Die Polygamie wurde abgeschafft
Um die dadurch entstandenen Schwierigkeiten zu bewältigen, berief der Missionspräsident einheimische Missionare, die in ihrer Heimat dienen sollten. Nach zwei Jahrzehnten gab es auf Tonga eine große Zahl von glaubenstreuen Brüdern. Als die Ausländer Tonga im Jahr 1940 wegen des Zweiten Weltkriegs verließen, gab es bereits starke ortsansässige Führungskräfte. Noch heute ist es für junge Tongaer durchaus üblich, auf Mission zu gehen.
„Mit Beginn des Christentums wurde Polygamie auf Tonga abgeschafft. Der Mann bekannte sich nur noch zu einer Frau", sagt Priester Francis Paul Niukapu nach dem Gottesdienst. „Sobald ein Dorf-Chef zum Christentum konvertierte, folgte ihm auch der Rest seiner Untertanen. Hinzu kommt, dass die Familie bei uns immer an erster Stelle steht." Dabei werden die Ältesten ganz besonders respektiert. Mutter, Vater, Kinder, Großeltern, Onkel, Tanten, Cousinen und Cousins sowie Nichten und Neffen werden als Familie betrachtet und nicht als Verwandte. Francis Paul Niukapu kennt auch den westlichen Lebensstil. Nach seinem Theologiestudium auf Fidschi studierte er im kanadischen Ottawa. „Das Christentum hat in der Südsee sehr viel bewirkt und verändert. Die Parallelen zwischen unserer Kultur und dem Evangelium reichen weit in die Familien hinein", fügt er hinzu. Gerade auch mit seiner westlichen Erziehung will er seine Gottesdienste moderner und weniger hierarchisch machen. Denn einen starken Einfluss auf die Gemeinde haben die heutigen Prediger immer noch.

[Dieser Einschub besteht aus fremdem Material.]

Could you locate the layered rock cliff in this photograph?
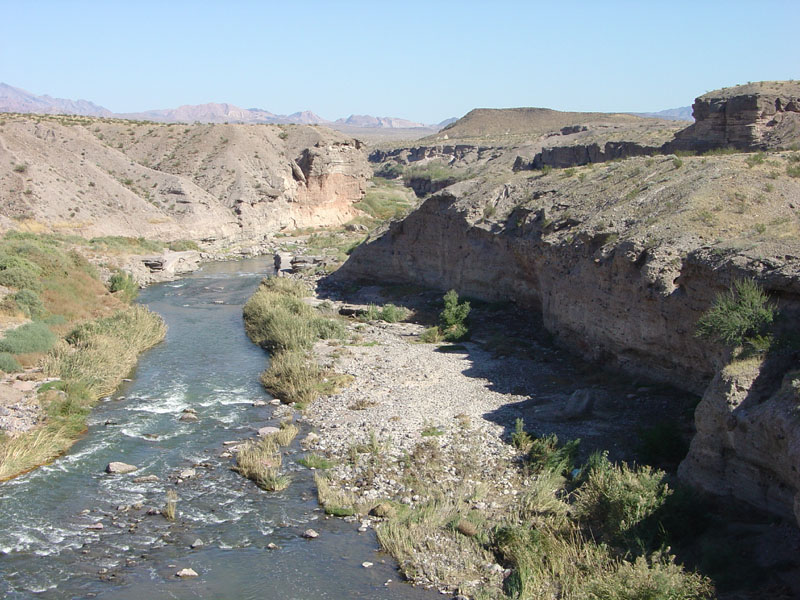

Die Gemeindemitglieder strömen aus der Kirche. Sie wollen dem Priester kurz die Hände drücken oder ein paar Worte mit ihm wechseln. Dann gehen alle nach Hause. Das Städtchen Nuku’alofa liegt wieder so verlassen da wie vor dem Gottesdienst. Nun geht die Feier in der Familie weiter, um mittags die beste Mahlzeit der ganzen Woche einzunehmen. Und die gibt es eben immer am Sonntag – nach dem Gottesdienst.